If the record does not exist, then INSERT the record from the temp table.
The table is very unwieldy -- it has just over 100 columns.
So, first, could anyone recommend a way to do this? It seems like it must be one of the most common operations in the business world, so I'm sure it's been done a hundred different ways, but I can't seem to get it to work with what I've been trying.
Secondly, is there a way to run the UPDATE command against the table, without having to actually type out all 100+ column names specifically?
I've read and searched the site & forums for quite a while now, and been registered for a little bit, but haven't bothered to post yet. There seem to be a lot of talented people here, so it's the first place I asked.
Any help is much appreciated - thanks in advance. 🙂
March 27, 2008 at 1:19 pm
By the way, this is the closest I've gotten on my latest fumbling attempt at this:
SELECT dts_SWInventoryTemp.ComputerName FROM dts_SWInventoryTemp
WHILE EXISTS (SELECT dts_SWInventoryTemp.ComputerName FROM dts_SWInventoryTemp)
BEGIN
IF EXISTS
(
SELECT tbl_SWInventory.ComputerName, dts_SWInventoryTemp.ComputerName from tbl_SWInventory, dts_SWInventoryTemp
WHERE tbl_SWInventory.ComputerName = dts_SWInventoryTemp.ComputerName
)
DELETE FROM tbl_SWInventory WHERE ComputerName = dts_SWInventoryTemp.ComputerName
END
INSERT INTO tbl_SWInventory
SELECT * FROM dts_SWInventoryTemp
When I run that, I get the "column prefix doesn't match with a table name or alias name used in the query" error, and I'm not sure why.
March 27, 2008 at 3:08 pm
From the looks of your code, you are trying to do this procedurally, maybe even with a cursor...correct?? This whole operation can be done with 2 set based queries. Here's an example.
DECLARE @temp_Table TABLE (ComputerName varchar(50) PRIMARY KEY, Col1 int, Col2 varchar(20))

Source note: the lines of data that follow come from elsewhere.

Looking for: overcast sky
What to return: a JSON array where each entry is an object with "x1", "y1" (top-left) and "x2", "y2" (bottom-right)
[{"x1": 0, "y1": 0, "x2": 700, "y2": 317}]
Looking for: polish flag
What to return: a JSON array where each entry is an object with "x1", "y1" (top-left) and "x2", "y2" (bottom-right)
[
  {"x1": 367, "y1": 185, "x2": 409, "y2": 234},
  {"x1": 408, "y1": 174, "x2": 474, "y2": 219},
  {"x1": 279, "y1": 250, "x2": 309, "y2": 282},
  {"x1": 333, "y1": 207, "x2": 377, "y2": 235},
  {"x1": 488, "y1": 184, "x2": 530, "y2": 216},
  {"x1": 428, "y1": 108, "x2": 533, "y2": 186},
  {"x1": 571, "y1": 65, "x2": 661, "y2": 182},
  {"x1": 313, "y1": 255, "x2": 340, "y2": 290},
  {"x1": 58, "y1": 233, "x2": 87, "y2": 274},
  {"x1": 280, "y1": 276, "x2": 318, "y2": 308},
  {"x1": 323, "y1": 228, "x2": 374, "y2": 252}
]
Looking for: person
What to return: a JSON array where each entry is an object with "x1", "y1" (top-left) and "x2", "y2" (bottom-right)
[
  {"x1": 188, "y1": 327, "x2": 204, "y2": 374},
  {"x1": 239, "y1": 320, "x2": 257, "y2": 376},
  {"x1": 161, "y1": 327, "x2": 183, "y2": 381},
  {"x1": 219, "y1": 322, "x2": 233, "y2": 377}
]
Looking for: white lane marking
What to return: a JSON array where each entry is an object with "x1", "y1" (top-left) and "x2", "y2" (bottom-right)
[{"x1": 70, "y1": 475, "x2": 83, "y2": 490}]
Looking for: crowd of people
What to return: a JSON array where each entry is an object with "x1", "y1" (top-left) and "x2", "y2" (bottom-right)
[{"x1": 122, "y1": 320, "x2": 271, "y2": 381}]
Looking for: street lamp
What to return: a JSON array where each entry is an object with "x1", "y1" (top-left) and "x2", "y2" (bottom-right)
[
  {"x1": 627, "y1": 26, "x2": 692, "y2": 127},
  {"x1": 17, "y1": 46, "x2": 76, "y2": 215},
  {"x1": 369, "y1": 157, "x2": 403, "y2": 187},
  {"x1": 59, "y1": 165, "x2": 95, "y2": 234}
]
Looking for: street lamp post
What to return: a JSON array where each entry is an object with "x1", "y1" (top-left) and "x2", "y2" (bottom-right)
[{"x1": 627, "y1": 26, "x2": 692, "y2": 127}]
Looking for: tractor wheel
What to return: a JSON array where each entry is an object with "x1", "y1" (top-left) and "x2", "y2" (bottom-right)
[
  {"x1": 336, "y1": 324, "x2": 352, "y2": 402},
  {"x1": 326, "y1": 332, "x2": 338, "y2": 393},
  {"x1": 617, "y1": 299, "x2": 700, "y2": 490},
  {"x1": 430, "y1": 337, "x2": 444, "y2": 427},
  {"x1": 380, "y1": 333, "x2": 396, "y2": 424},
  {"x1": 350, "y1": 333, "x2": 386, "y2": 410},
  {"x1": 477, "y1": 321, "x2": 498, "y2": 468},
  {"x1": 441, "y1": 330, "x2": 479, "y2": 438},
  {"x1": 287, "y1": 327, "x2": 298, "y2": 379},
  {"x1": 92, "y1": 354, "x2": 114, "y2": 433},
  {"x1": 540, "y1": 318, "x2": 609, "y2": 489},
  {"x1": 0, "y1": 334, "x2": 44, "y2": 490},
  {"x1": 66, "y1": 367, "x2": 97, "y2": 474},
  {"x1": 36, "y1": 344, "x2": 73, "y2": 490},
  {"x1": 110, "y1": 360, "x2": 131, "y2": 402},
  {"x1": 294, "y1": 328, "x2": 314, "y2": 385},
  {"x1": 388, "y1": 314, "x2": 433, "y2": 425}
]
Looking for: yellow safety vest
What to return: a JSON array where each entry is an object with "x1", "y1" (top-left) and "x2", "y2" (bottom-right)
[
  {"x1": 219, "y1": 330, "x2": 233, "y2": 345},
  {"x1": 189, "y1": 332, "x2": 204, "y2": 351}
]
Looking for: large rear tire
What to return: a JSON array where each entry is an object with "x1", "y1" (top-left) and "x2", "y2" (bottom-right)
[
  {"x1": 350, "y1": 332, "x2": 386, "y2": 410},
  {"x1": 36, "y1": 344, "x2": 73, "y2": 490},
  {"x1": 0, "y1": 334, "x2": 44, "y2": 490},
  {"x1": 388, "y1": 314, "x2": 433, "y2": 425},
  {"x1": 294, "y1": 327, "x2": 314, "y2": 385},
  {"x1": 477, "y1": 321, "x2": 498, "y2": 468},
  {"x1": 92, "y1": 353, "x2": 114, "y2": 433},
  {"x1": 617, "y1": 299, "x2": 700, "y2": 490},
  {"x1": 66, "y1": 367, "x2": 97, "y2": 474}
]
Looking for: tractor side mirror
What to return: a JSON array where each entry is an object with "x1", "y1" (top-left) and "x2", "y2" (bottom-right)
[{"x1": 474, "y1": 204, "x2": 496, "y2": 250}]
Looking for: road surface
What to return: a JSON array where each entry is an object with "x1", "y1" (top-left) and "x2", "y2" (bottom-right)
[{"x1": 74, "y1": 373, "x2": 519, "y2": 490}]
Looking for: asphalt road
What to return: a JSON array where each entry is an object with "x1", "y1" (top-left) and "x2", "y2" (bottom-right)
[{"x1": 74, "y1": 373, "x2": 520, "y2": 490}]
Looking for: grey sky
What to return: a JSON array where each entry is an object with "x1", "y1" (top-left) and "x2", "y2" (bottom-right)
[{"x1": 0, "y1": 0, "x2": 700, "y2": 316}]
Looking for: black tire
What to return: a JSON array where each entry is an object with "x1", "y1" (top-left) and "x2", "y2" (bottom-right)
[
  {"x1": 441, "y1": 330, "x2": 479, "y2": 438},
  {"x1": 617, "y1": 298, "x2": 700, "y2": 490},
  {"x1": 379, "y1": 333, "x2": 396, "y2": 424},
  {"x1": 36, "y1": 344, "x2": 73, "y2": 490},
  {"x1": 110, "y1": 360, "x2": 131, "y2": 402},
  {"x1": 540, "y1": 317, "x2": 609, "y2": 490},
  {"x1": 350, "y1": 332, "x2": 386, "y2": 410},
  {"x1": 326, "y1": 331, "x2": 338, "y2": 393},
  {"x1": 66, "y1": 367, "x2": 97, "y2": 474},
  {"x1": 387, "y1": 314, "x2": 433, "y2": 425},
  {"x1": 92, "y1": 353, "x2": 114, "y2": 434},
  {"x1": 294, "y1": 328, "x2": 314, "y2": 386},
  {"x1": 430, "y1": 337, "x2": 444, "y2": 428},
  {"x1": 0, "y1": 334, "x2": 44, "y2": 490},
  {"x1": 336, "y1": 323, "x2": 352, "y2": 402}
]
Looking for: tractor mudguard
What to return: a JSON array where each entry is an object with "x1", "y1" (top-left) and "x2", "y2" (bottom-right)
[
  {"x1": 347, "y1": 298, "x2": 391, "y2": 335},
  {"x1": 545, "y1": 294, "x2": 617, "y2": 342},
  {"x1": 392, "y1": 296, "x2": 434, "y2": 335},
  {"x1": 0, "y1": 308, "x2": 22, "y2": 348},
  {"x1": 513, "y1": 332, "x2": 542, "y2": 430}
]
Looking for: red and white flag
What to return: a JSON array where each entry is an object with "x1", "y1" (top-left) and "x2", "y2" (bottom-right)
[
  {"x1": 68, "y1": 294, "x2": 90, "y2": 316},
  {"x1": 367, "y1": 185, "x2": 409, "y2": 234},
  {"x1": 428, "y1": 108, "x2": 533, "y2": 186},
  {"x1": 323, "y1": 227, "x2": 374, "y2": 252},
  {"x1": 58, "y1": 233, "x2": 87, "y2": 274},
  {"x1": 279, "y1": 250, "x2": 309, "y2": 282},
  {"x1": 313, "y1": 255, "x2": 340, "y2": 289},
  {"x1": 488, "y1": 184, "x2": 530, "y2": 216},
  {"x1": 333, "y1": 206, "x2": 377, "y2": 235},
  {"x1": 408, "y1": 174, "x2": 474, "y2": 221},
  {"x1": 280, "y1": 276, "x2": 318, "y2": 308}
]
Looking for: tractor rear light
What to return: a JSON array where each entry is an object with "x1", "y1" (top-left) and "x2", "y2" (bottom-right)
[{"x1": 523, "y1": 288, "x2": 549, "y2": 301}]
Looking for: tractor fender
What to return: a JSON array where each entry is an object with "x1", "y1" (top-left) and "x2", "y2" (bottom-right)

DECLARE @TargetTable TABLE (ComputerName varchar(50) PRIMARY KEY, Col1 int, Col2 varchar(20))
SET NOCOUNT ON
INSERT INTO @TargetTable
SELECT 'Computer 1', 0, 'orig row' UNION ALL
SELECT 'Computer 2', 0, 'orig row' UNION ALL
SELECT 'Computer 3', 0, 'orig row' UNION ALL
SELECT 'Computer 4', 0, 'orig row' UNION ALL
SELECT 'Computer 5', 0, 'orig row' UNION ALL
SELECT 'Computer 6', 0, 'orig row'
INSERT INTO @temp_Table
SELECT 'Computer 2', 1, 'updated row' UNION ALL
SELECT 'Computer 4', 1, 'updated row' UNION ALL
SELECT 'Computer 6', 1, 'updated row' UNION ALL
SELECT 'Computer 8', 0, 'new row' UNION ALL
SELECT 'Computer 10', 0, 'new row'
SELECT * FROM @TargetTable
UPDATE target
SET Col1 = temp.Col1,
Col2 = temp.Col2
FROM @TargetTable target
INNER JOIN @temp_Table temp
ON target.ComputerName = temp.ComputerName
INSERT INTO @TargetTable
SELECT temp.*
FROM @temp_Table temp
LEFT JOIN @TargetTable target
ON target.ComputerName = temp.ComputerName
WHERE target.ComputerName IS NULL
SELECT * FROM @TargetTable
March 27, 2008 at 3:51 pm
aaharris (3/27/2008)
Secondly, is there a way to run the UPDATE command against the table, without having to actually type out all 100+ column names specifically?
Write the INSERT like so:
[font="Courier New"]INSERT into tbl_SWInventory
Select * From dts_SWInventoryTemp D
WHERE Not EXISTS (Select * from tbl_SWInventory T2
Where T2.ComputerName = D.ComputerName)
[/font]
For the UPDATE try this: In QA, open a window to edit your stored procedure with the UPDATE. Write the Update like so:
[font="Courier New"]UPDATE tbl_SWInventory
SET
FROM tbl_SWInventory T
JOIN dts_SWInventoryTemp D ON D.ComputerName = T.ComputerName
[/font]
Now make a new window in QA, and set your output mode to text. Then execute this query:
Select ' ' + Column_name+ ' = D.' + Column_name + ','
From INFORMATION_SCHEMA.COLUMNS
Where Table_Schema = 'dbo'
And Table_Name = 'dts_SWInventoryTemp'
Now copy all of the text data rows (not the row headers or footers) in the output window, switch back to your stored procedure editing window. Put your cursor immediately after the "SET " in your update statement and paste the text in. Find the last comma and delete it.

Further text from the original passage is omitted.